Being bought by a billionaire is not enough. This is the bitter experience lived by the Los Angeles Times, struggling with a loss of revenue and an erosion of its sales. The southern California daily was bought in 2018 for $500 million (€460 million) by biotech entrepreneur Patrick Soon-Shiong. The daily experienced, on Friday January 19, the first strike since its founding in 1881. In question, an upcoming social plan which follows the elimination of 70 positions in the newsroom in June 2023.

In 2023, the newspaper, which has some 500,000 digital subscribers, has lost $30 million to $40 million. Its editorial director, Kevin Merida, threw in the towel in early January. In question, the disappointing results, the absence of a salary agreement with the press union for more than a year and friction with the editorial staff on the Israeli-Palestinian conflict: when in November around thirty journalists from Los Angeles Times signed a petition “urge[ant] to integrity in Western media coverage of atrocities committed by Israel against the Palestinians”Kevin Merida banned them from covering the conflict for three months.

Other major media are also in the storm, such as Washington Postbought in 2013 for $250 million by Jeff Bezos, the founder of Amazon, or the weekly magazine Timetaken over by Marc Benioff, one of the founders of Salesforce, for 190 million in 2018. Thus, according to an investigation by New York TimesTHE Washington Post fell back hard after taking advantage of readership mobilization in the Trump years (“Democracy dies in darkness”had added the daily as a motto) and would have lost 100 million dollars in 2023. The newspaper, which revealed the Watergate scandal in 1972, reduced its staff by 240 people out of 2,000, parting ways with some of its feathers .

Disaster landscape

Timehe would lose some 20 million dollars.

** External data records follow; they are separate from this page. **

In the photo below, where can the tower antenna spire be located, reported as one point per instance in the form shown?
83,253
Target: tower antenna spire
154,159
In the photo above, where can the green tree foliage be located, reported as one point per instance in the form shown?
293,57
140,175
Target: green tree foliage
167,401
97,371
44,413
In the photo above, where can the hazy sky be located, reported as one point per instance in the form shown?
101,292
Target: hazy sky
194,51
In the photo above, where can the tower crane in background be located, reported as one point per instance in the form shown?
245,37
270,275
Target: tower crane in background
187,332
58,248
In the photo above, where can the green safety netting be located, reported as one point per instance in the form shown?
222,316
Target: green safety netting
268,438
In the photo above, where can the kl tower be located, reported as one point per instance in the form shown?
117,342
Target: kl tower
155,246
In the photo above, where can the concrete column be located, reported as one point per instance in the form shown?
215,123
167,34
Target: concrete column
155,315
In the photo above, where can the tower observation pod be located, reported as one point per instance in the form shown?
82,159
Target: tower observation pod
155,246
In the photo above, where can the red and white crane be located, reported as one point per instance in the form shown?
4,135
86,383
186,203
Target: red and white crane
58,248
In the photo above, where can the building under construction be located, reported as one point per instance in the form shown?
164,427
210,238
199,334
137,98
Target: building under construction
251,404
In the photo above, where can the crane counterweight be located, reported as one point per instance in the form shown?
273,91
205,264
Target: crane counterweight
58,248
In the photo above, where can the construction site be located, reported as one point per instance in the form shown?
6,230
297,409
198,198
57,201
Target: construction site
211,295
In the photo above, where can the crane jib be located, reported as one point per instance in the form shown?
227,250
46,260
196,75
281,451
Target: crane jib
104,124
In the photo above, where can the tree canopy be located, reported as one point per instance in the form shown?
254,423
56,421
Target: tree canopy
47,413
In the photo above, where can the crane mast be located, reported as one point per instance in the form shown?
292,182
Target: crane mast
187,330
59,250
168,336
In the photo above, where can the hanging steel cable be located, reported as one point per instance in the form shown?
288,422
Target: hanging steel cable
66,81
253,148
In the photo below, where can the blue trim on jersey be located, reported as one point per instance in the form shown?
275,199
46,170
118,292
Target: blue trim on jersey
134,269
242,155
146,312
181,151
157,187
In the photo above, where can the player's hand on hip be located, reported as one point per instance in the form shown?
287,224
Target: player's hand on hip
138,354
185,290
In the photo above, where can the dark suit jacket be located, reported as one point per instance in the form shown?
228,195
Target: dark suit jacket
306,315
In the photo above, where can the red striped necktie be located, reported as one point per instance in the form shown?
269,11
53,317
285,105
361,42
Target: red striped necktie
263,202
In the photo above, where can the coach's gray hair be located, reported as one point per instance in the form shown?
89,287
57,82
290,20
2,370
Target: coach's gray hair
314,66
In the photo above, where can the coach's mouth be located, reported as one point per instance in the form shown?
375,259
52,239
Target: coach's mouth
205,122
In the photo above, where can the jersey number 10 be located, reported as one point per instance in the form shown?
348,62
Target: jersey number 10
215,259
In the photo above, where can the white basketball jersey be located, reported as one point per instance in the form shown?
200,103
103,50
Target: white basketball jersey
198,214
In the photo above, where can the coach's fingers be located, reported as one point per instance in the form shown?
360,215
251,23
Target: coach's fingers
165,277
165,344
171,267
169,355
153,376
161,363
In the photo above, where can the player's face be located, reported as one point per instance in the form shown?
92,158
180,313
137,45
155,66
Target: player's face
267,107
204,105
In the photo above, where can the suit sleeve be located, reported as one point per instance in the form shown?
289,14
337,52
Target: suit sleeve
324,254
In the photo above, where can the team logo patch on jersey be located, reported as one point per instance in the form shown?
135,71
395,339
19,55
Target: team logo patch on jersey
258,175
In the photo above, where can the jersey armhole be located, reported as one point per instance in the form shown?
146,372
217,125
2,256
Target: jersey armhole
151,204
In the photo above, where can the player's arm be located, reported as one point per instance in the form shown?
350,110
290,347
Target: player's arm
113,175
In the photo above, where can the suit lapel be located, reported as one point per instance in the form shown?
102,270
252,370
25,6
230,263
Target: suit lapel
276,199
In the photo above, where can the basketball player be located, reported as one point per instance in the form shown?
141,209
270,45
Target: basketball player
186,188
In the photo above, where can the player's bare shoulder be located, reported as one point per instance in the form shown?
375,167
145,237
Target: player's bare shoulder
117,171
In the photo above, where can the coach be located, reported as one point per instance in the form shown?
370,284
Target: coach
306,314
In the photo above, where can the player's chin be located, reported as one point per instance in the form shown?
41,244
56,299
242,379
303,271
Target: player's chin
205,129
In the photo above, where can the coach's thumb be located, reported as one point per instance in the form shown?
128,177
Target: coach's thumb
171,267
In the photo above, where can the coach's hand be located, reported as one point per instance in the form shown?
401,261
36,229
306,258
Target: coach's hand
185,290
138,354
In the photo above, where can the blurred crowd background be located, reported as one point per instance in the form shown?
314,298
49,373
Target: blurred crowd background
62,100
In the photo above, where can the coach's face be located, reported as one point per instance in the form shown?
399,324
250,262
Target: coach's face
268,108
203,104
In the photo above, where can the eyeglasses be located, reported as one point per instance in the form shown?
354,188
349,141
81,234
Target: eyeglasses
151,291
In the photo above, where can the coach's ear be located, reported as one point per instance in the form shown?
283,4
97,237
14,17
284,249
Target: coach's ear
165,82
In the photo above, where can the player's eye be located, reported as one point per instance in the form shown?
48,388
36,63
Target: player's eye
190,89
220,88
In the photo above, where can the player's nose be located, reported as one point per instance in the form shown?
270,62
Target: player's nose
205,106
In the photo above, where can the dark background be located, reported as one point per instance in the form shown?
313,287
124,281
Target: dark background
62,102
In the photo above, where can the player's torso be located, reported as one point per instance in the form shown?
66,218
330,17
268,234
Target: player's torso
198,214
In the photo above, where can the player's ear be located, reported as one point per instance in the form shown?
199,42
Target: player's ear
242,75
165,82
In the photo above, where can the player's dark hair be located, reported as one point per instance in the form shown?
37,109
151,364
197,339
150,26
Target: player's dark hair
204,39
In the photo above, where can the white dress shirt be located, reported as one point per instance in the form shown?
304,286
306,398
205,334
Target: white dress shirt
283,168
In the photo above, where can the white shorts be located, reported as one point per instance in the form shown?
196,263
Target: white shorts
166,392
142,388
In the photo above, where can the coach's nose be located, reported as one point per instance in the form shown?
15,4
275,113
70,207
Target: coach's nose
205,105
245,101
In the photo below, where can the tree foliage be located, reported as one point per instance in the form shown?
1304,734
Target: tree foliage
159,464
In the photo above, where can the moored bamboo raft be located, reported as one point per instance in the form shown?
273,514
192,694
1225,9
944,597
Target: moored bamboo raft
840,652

Questioned by the New York Timesmedia scholar and entrepreneur Ken Doctor notes that billionaires who have invested in the media show “greater signs of fatigue” : “The very rich find it very difficult to lose money year after year, even if they can afford it. »

Some newspapers are getting away with it. Of course, the New York Times with more than 10 million subscribers (9.4 million digital and 670,000 print, 2.5 billion turnover and 194 million profits) or the economic daily Wall Street Journal with its 4 million subscribers (3.4 million digital, 560,000 in paper version), leaders in their market and benefiting from the logic “winner takes all”. Locally, the Boston Globe would also make a profit.

You have 50% of this article left to read. The rest is reserved for subscribers.